Отец Ириней замолчал, тяжело дыша и скапливая новые силы для необычного, изматывающего разговора. Прозоров вспыхнул, хотел что-то возразить, но тут в комнату без предупреждения вошел Николай Иванович. Он размашисто перекрестился, скрипя половицами, подвинулся ближе, поздоровался с Прозоровым и склонил перед Сулоевым нечесаную мокрую голову:
— Отец Ириней! К милости твоей прибегаю и прошу… Не искупления грехов великих своих ради, ради взаимодушия.
— У меня нет с вами взаимодушия! — произнес отец Ириней. — От вас разит вином, идите и выспитесь.
— Приял и греха в этом не вижу, плоть пастыря та же, что и у прочих…
— И это вы пастырь? Истинно, заблуждение ума. Идите, Христос с вами.
— А кто же я, по вашему просвещенному мнению? — повысил голос отец Николай.
— Ириней Константинович… — Прозоров встал. — Я, пожалуй, пойду. Не буду мешать вам…
Чувствуя, что последнее замечание может быть понято как издевательство, он оглянулся:
— Простите…
На улице Владимир Сергеевич в изнеможении прислонился к одной из подоконных берез. Не зная, сколько времени он стоял так, открыл глаза: по березовому, в белой пыльце стволу бежали вверх и вниз хлопотливые муравьи. Из окна слышался медвежий бас отца Николая:
— Ха-ха-ха-ха-ха! На чем стояла православная Русь! Реформы… Ваши богословы только и знали что говорить! Сии профессоры неделями рассуждали о грузинской автокефалии! Либо разводили руками: откуда пошел раскол? А кто виноват, что церковь обюрократилась? Народ давно отошел от вас. Да грош цена такой церкви, которая яко сухая смоковница, истинно!
Все вокруг было тихо и неопределенно, только голос Николая Ивановича гудел в ушах. Сердце щемило от какой-то бесконечной неосознанной боли. Прозорову стало вдруг невыразимо стыдно. Он покраснел и, словно от ядовитого дерева, оттолкнулся от березы.
IX
Николай Николаевич Микулин сидел в волисполкоме за своим столом на венском стуле будто на шильях.
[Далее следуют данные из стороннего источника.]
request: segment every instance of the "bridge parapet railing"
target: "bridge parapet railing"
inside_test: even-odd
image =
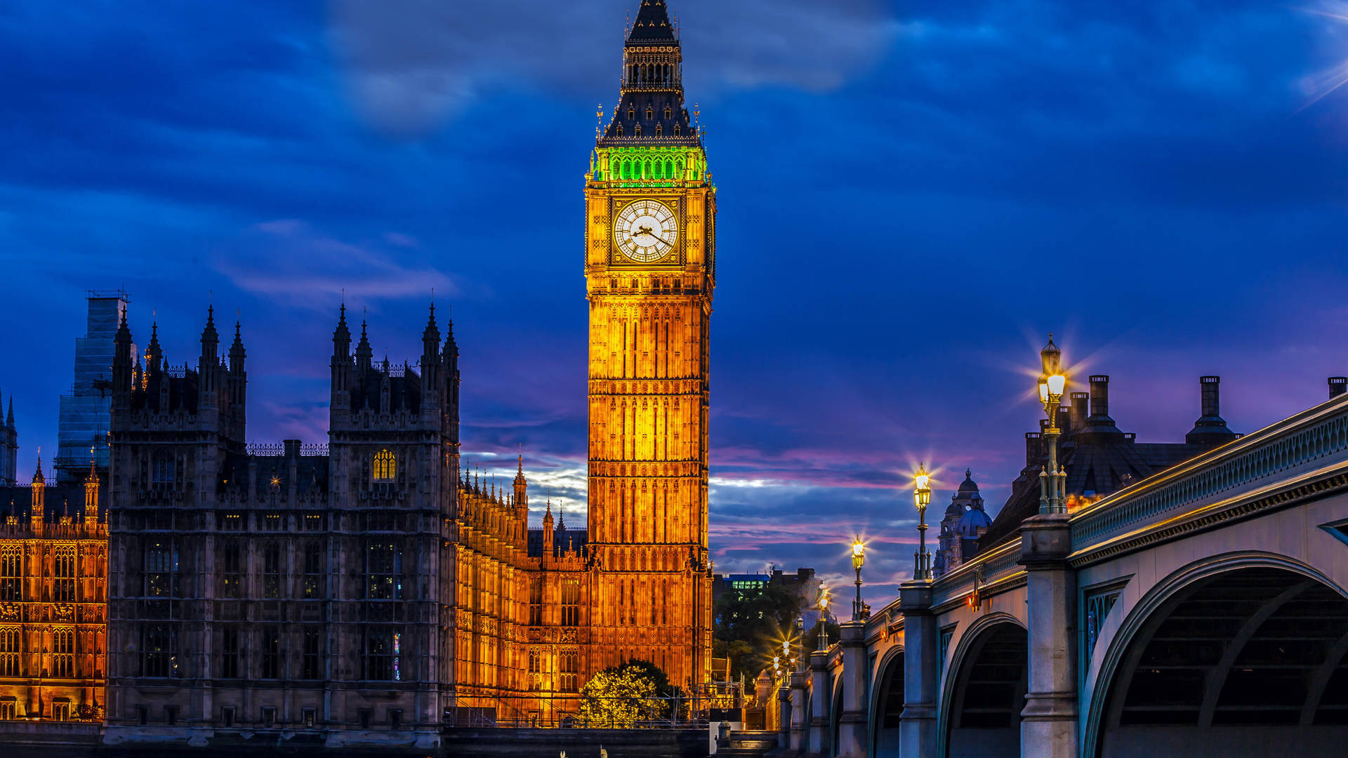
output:
[[[1072,518],[1072,549],[1082,550],[1184,508],[1341,460],[1348,460],[1348,395],[1246,434],[1081,508]]]

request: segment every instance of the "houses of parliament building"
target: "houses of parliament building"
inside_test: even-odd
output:
[[[585,185],[588,526],[530,523],[523,459],[508,490],[464,469],[434,306],[400,364],[342,306],[325,445],[247,441],[240,324],[222,337],[208,310],[194,366],[173,364],[123,308],[106,468],[59,507],[40,463],[3,492],[0,718],[102,722],[109,746],[429,747],[465,711],[573,713],[625,660],[708,681],[716,197],[662,0],[623,66]]]

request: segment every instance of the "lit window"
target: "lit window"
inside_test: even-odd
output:
[[[144,566],[144,596],[173,596],[178,583],[178,546],[173,542],[151,542],[146,546]]]
[[[562,583],[562,626],[580,626],[580,623],[581,583],[570,579]]]
[[[239,678],[239,630],[220,630],[220,677]]]
[[[23,600],[23,553],[18,545],[5,545],[0,552],[0,600]]]
[[[580,668],[577,666],[580,660],[578,653],[576,650],[562,650],[559,658],[558,669],[562,674],[561,691],[577,692],[580,689],[576,687],[576,673]]]
[[[392,482],[395,473],[398,473],[398,461],[394,459],[394,453],[379,450],[375,456],[375,482]]]
[[[0,676],[16,677],[23,676],[23,669],[20,668],[20,641],[23,635],[16,626],[7,626],[0,629]]]
[[[272,542],[263,548],[262,596],[280,597],[280,545]],[[267,677],[276,678],[276,677]]]
[[[53,600],[57,603],[75,602],[75,548],[66,545],[55,549],[55,579],[53,581]]]
[[[363,655],[364,680],[399,681],[402,670],[402,634],[386,627],[365,630],[365,654]]]
[[[75,630],[57,627],[51,633],[51,676],[73,678],[75,676]]]

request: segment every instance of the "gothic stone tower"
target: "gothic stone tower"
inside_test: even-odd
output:
[[[663,0],[623,47],[621,98],[585,186],[590,669],[628,658],[708,677],[708,356],[716,189],[683,107]]]

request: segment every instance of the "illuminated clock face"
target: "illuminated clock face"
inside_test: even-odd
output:
[[[638,200],[623,208],[613,224],[613,241],[638,263],[655,263],[674,250],[678,220],[658,200]]]

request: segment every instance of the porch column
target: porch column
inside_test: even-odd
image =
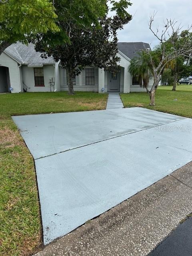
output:
[[[124,69],[124,93],[130,92],[130,74],[128,72],[128,67],[125,67]]]
[[[104,68],[98,68],[98,92],[103,93],[102,88],[105,88],[105,71]]]

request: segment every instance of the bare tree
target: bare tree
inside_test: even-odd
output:
[[[192,51],[192,44],[188,40],[184,40],[182,44],[179,48],[176,45],[177,40],[176,38],[180,33],[180,26],[177,26],[177,22],[171,19],[167,19],[164,22],[164,28],[160,32],[157,28],[155,32],[152,26],[156,13],[150,17],[149,22],[149,29],[154,36],[158,39],[161,49],[161,54],[157,62],[153,56],[153,51],[144,50],[150,56],[150,65],[152,70],[152,75],[154,82],[151,89],[149,90],[147,88],[147,91],[150,96],[150,105],[155,105],[155,94],[158,84],[161,80],[161,75],[165,67],[169,63],[175,60],[179,56],[184,56],[190,58]],[[189,31],[191,26],[188,27],[187,31]],[[168,37],[169,40],[167,40]]]

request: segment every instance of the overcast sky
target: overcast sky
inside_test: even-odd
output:
[[[119,42],[143,42],[151,44],[151,47],[158,41],[150,31],[148,22],[150,14],[157,11],[154,24],[163,25],[167,18],[175,19],[181,23],[183,30],[192,24],[192,0],[130,0],[132,5],[128,12],[133,15],[130,22],[118,33]]]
Он раздваивался у себя на глазах. «Что за жизнь? — рассуждал председатель сам с собой. — Опять праздник. Давно ли отгуляли петров день, а казанская как тут и была. Нет, это не дело, такая жизнь».
Казанская в Ольховице — пивной годовой праздник. Микулина позвали в гости сразу в четыре дома, и вот он сидел в исполкоме и маялся. Идти нельзя, и не ходить тоже нехорошо. С тех пор как Лузина перевели в уезд, а в Шибанихе ликвидировали сельсовет и поставили Микулина председателем волисполкома в Ольховице, от приглашений и вовсе не стало отбою.
Ни живой души во всех четырех отделах. Все трое подчиненных уже сидят, наверное, по застольям и пробуют пиво, а ты вот один, как филин, да еще и с пустым брюхом.
Микулин вздохнул, ему стало жаль самого себя. Он поглядел в окно, втайне надеясь на какое-то чудо.
Нет, что ни говори, а есть бог на земле! И справедливость имеется. Чудо совершалось в образе Палашки в новеньком голубом платье и с узелком в руке. Микулин еще вчера как бы шуткой попросил ее принести пирогов, он и сам не надеялся, что Палашка придет.
— Ах, молодчина девка! — вслух произнес председатель. Но ему сразу же опять стало невесело… Еще на масленице, после ночлега у Пачиных, они с Палашкой договорились жениться. И вот председатель дотянул до казанской. Все отговаривался делами, и Палашка уже начинала искоса поглядывать на него. Чуялось председателю: не надо пока жениться. Будто кто-то подсказывал подождать, перевалить через ненадежное время. А с другой стороны, и ждать было Микулину невмоготу. Двадцать пять годиков не шутка. Бабы пальцем показывают, мужики подначивают. Тот же Данило Пачин заявил: «Тот еще не мужик, который с бабой не спал». Будто нарочно для Микулина такие слова — вот кривоногий! Как в воду глядит, все чувствует.
Тощие исполкомовские мухи кусались, видно, к дождю; в кабинете пахло мышами и просыхающими после мытья половицами. Председатель скоро убрал со стола бумаги, печать и штамп сунул во внутренний карман пиджака и побежал в коридор.
Палашка бесшумно, стараясь не стукать своими новыми, зашнурованными на все дырочки полусапожками, вбежала на рундучок. Оглянулась, шмыгнула в коридор и охнула: Микулин стоял в двери, по-разбойничьи размахнувшись засовом.
— Ой, дурай! Напугал-то! Леший сгамоногой!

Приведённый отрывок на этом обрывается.